転送内容の形式は,用いられる構文及び符号化に依存する。この規格は,すべての構文及び符号化に適
用する規則を定義する。現行では,一つの構文及び一つの符号化だけが定義されている。それらは
SYNTAX.1及びENCODING.1として知られている。
7.5.2 構文SYNTAX.1
構文SYNTAX.1規格は,SYNTAX.1と呼ぶCDIF転送形式構文を規定している。
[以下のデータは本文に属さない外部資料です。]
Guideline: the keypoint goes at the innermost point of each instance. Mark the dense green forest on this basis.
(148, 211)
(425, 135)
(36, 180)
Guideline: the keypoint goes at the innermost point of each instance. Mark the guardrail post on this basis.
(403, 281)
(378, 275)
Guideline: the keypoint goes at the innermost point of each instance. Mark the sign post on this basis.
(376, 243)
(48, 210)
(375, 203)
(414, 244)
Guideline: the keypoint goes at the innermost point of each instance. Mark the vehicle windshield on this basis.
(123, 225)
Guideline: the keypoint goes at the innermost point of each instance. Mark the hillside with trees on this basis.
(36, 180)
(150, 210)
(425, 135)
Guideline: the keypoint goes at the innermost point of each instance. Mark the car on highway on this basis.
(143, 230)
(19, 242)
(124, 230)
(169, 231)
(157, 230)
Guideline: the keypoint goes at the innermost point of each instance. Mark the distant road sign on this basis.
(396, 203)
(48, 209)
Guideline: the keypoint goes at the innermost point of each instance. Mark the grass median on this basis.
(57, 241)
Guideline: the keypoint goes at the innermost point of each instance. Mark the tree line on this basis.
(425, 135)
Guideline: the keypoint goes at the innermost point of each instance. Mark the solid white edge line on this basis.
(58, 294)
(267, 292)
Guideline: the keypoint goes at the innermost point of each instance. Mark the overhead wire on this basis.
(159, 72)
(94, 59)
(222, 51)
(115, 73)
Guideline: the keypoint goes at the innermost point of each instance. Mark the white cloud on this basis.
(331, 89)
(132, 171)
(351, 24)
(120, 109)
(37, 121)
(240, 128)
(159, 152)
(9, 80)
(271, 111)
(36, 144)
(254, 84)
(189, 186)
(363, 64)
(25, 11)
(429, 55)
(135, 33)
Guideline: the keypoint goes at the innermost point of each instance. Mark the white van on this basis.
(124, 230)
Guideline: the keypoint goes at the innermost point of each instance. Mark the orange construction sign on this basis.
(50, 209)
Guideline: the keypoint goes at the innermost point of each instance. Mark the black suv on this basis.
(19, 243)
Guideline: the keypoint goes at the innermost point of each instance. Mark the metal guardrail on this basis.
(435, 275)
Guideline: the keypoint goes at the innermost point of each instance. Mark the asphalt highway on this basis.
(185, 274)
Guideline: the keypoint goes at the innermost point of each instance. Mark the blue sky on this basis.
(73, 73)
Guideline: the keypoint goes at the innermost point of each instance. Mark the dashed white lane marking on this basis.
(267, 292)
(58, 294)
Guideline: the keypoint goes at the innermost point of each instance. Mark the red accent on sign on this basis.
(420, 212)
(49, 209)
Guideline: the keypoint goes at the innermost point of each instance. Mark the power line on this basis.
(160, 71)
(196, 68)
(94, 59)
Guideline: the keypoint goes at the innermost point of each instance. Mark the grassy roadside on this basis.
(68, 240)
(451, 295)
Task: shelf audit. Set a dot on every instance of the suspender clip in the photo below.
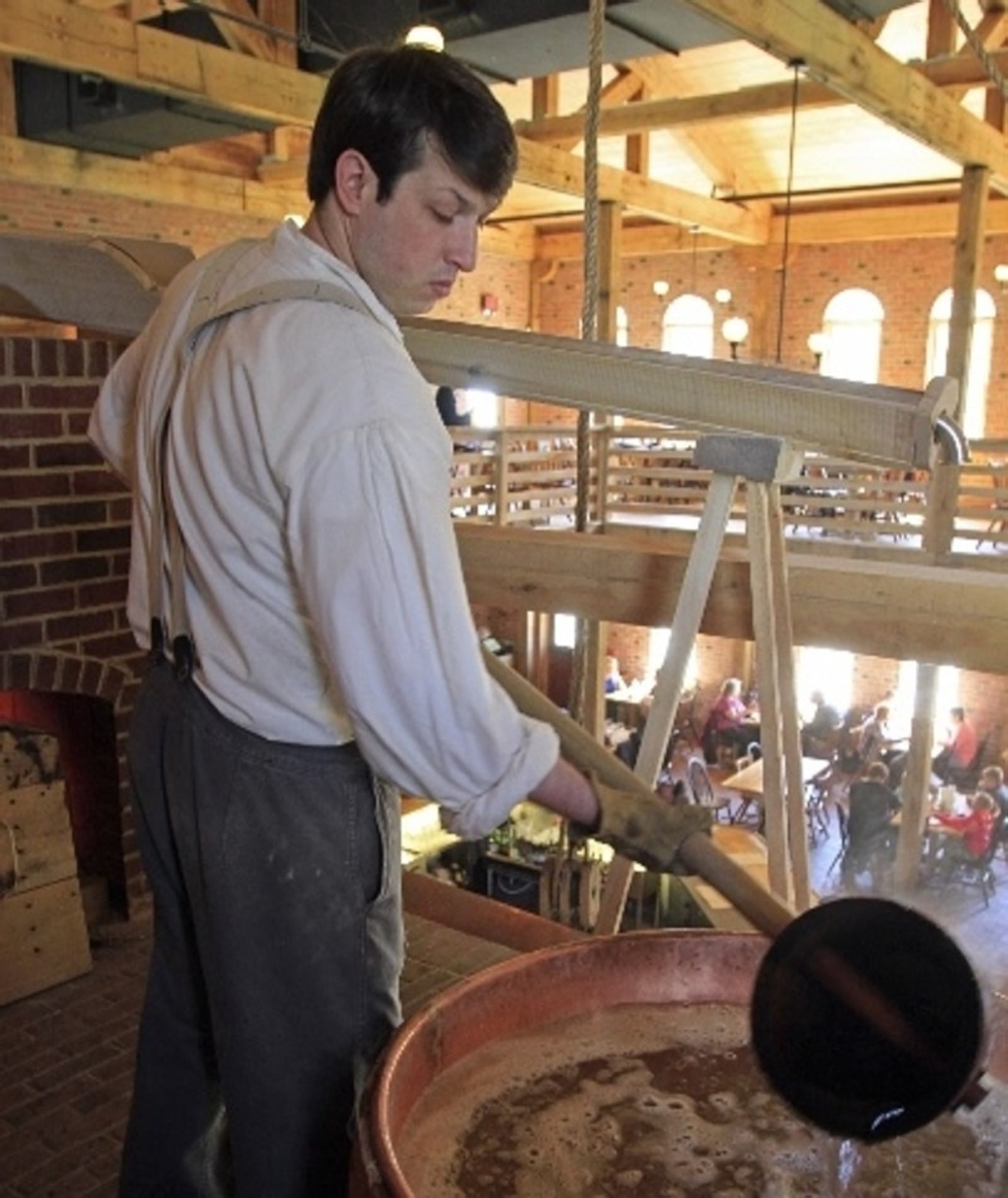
(158, 641)
(184, 656)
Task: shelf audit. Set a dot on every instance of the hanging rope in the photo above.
(978, 48)
(589, 317)
(798, 66)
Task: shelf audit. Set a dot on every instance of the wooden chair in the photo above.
(980, 871)
(704, 792)
(1000, 506)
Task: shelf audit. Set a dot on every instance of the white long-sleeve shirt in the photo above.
(308, 471)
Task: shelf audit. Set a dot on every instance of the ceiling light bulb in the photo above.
(430, 37)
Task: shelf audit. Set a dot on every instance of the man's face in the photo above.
(411, 247)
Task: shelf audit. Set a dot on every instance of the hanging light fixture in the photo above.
(428, 37)
(735, 331)
(818, 343)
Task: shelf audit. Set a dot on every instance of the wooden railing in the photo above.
(645, 476)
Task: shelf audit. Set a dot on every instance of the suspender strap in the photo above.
(207, 309)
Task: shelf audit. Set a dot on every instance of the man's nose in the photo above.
(464, 248)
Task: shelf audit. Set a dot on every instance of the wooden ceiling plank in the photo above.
(840, 55)
(240, 37)
(59, 34)
(880, 608)
(33, 163)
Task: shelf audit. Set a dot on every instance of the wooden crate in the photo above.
(43, 936)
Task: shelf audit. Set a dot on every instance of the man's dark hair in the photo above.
(386, 102)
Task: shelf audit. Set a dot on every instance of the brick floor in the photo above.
(66, 1054)
(66, 1057)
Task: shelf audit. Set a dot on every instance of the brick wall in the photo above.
(64, 542)
(907, 277)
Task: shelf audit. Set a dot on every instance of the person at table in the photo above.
(993, 782)
(729, 721)
(819, 734)
(614, 680)
(958, 749)
(871, 834)
(975, 831)
(875, 739)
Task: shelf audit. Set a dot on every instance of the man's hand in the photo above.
(646, 831)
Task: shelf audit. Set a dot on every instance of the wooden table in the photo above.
(750, 782)
(750, 851)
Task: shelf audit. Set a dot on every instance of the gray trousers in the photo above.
(277, 952)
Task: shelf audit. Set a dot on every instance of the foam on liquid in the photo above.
(646, 1100)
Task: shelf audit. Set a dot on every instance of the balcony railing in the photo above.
(645, 476)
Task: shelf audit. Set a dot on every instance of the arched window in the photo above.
(688, 328)
(975, 408)
(852, 322)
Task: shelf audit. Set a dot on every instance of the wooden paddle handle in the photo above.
(697, 852)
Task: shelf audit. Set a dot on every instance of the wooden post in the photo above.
(940, 523)
(791, 736)
(500, 479)
(767, 672)
(969, 246)
(916, 780)
(686, 623)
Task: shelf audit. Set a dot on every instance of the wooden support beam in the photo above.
(9, 122)
(965, 276)
(757, 100)
(682, 111)
(559, 171)
(37, 164)
(885, 609)
(282, 14)
(839, 54)
(941, 29)
(897, 222)
(852, 421)
(238, 34)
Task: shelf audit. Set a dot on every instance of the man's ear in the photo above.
(352, 180)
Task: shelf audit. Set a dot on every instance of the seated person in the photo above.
(819, 736)
(871, 834)
(958, 749)
(875, 741)
(729, 721)
(993, 782)
(977, 831)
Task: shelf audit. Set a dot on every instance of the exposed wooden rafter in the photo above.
(59, 34)
(838, 53)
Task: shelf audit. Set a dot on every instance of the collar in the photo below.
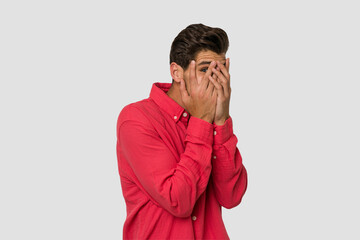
(158, 94)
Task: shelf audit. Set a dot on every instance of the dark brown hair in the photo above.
(195, 38)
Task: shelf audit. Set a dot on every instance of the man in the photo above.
(177, 155)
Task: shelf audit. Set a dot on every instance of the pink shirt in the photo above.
(176, 170)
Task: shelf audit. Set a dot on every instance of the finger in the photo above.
(227, 64)
(223, 81)
(205, 80)
(192, 74)
(224, 70)
(211, 87)
(217, 85)
(184, 93)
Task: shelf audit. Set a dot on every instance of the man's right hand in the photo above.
(201, 102)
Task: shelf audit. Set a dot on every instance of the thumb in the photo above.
(184, 93)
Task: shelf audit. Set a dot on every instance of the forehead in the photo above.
(207, 55)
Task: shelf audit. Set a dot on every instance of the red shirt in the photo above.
(176, 170)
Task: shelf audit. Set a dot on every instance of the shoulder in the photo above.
(140, 111)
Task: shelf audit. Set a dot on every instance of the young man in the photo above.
(177, 155)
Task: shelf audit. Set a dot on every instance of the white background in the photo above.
(68, 67)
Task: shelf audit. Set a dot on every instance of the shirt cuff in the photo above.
(222, 133)
(200, 129)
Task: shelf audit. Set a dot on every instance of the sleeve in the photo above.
(229, 175)
(174, 186)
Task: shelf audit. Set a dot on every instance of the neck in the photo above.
(174, 93)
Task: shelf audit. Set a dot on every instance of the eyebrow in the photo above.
(208, 62)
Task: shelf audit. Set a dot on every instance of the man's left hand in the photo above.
(221, 81)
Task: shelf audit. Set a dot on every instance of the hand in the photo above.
(201, 102)
(221, 81)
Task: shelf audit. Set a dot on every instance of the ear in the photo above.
(176, 71)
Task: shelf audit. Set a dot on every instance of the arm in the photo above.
(228, 173)
(174, 186)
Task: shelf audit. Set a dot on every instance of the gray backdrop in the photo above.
(67, 68)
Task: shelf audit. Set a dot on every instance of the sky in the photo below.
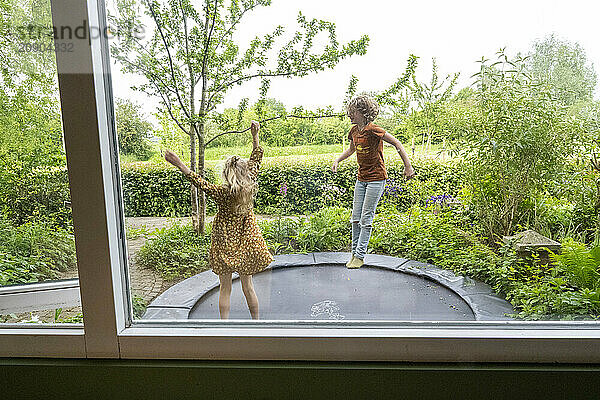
(457, 33)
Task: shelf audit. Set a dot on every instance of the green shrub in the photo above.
(31, 195)
(34, 251)
(329, 229)
(176, 252)
(280, 234)
(152, 191)
(158, 192)
(579, 265)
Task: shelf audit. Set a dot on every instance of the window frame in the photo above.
(109, 332)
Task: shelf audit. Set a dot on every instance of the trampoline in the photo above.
(318, 286)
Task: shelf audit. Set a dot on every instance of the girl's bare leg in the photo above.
(224, 295)
(251, 298)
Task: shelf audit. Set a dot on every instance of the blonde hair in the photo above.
(365, 105)
(241, 185)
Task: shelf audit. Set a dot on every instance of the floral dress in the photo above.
(236, 244)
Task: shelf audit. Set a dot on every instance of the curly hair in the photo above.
(365, 105)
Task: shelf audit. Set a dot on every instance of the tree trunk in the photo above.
(201, 196)
(193, 189)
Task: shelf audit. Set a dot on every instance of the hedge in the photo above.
(154, 191)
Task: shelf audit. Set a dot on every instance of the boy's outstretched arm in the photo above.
(409, 172)
(347, 153)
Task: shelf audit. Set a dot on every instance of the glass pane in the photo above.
(38, 270)
(500, 141)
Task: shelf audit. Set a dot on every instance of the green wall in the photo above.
(126, 379)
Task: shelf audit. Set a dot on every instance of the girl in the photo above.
(367, 139)
(236, 242)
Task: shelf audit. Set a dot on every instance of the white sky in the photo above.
(457, 33)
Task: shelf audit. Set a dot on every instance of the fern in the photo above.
(579, 264)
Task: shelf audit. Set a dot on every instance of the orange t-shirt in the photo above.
(369, 152)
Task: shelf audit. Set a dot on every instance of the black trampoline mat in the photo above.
(333, 292)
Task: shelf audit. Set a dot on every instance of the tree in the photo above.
(430, 100)
(133, 130)
(565, 67)
(30, 128)
(515, 143)
(190, 61)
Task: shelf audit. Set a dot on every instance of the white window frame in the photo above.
(88, 121)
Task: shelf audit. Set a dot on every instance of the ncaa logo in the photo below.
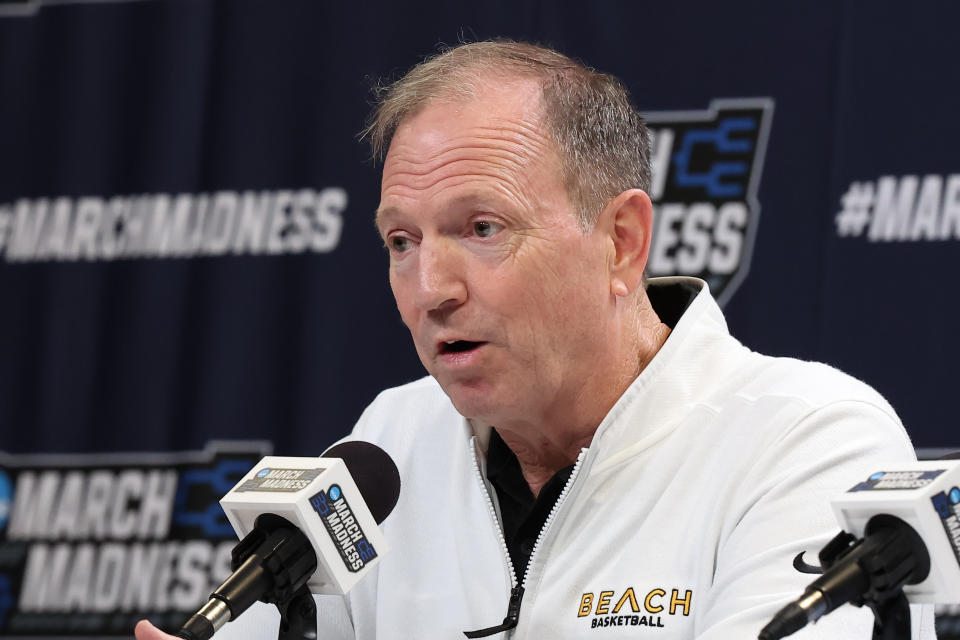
(706, 173)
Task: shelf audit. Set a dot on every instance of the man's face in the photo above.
(502, 291)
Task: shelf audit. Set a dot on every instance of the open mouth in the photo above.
(458, 346)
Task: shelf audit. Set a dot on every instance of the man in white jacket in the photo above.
(593, 455)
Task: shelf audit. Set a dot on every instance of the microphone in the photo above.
(904, 540)
(307, 525)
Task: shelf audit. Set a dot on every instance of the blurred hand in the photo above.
(146, 631)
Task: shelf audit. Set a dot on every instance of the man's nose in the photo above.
(440, 282)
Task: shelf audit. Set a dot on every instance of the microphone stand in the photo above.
(298, 616)
(886, 573)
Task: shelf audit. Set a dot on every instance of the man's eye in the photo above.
(398, 243)
(485, 228)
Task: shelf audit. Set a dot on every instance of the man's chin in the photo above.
(475, 401)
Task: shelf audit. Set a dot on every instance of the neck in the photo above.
(554, 439)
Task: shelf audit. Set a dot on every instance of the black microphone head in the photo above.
(374, 472)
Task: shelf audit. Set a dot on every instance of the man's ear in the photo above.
(628, 219)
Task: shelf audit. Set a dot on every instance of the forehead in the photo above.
(496, 138)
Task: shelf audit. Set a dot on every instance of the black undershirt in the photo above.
(523, 515)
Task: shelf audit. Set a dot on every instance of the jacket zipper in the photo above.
(516, 593)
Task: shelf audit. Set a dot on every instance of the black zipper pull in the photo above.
(513, 616)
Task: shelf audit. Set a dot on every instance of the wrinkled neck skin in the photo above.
(546, 445)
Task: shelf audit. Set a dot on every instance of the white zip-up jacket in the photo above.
(680, 521)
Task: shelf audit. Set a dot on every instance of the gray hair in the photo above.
(600, 138)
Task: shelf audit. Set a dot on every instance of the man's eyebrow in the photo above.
(380, 214)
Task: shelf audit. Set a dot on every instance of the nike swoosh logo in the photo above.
(800, 565)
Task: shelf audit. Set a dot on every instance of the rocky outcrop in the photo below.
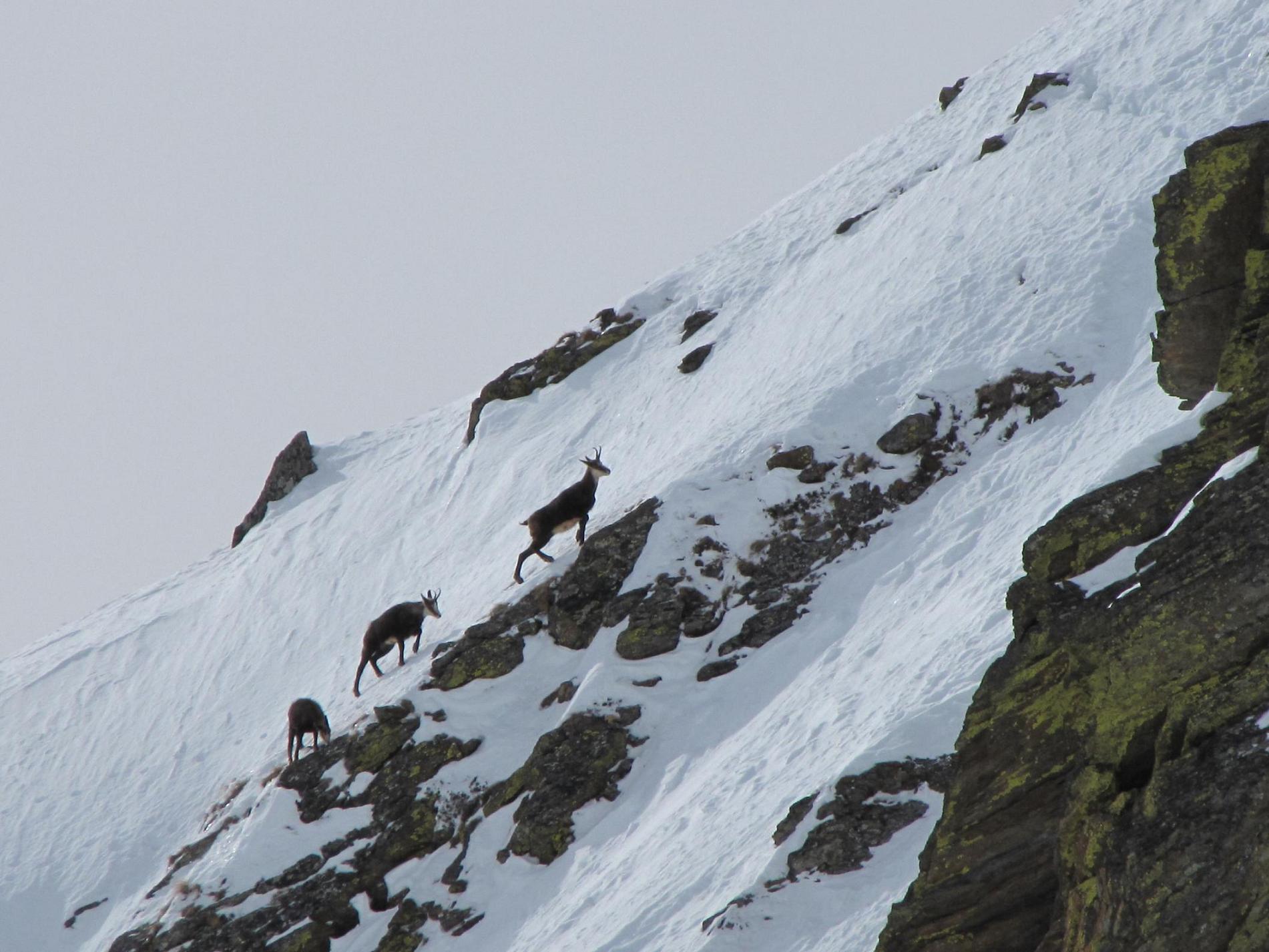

SYNTAX.1は,転送形式の文法及び構造を定義する。転送の構文は,終端記号のレベルまで構文要素を階
層的に展開することで定義される。
終端記号の詳細な表現は,関連する符号化によって指定される。現行では,ENCODING.1がSYNTAX.1
に対応するただ一つの規格化された符号化である。
7.5.3 符号化ENCODING.1
符号化ENCODING.1規格は,CDIF転送形式におけるSYNTAX.1の符号化
であるENCODING.1を定義する。ENCODING.1は,可読テキスト符号化である。ENCODING.1は,計算
機によって構文解析可能であるだけでなく,人によっても可読・理解可能である転送形式を規定する。
この規格は,SYNTAX.1で定義したそれぞれの終端記号の詳細な表現を定義する。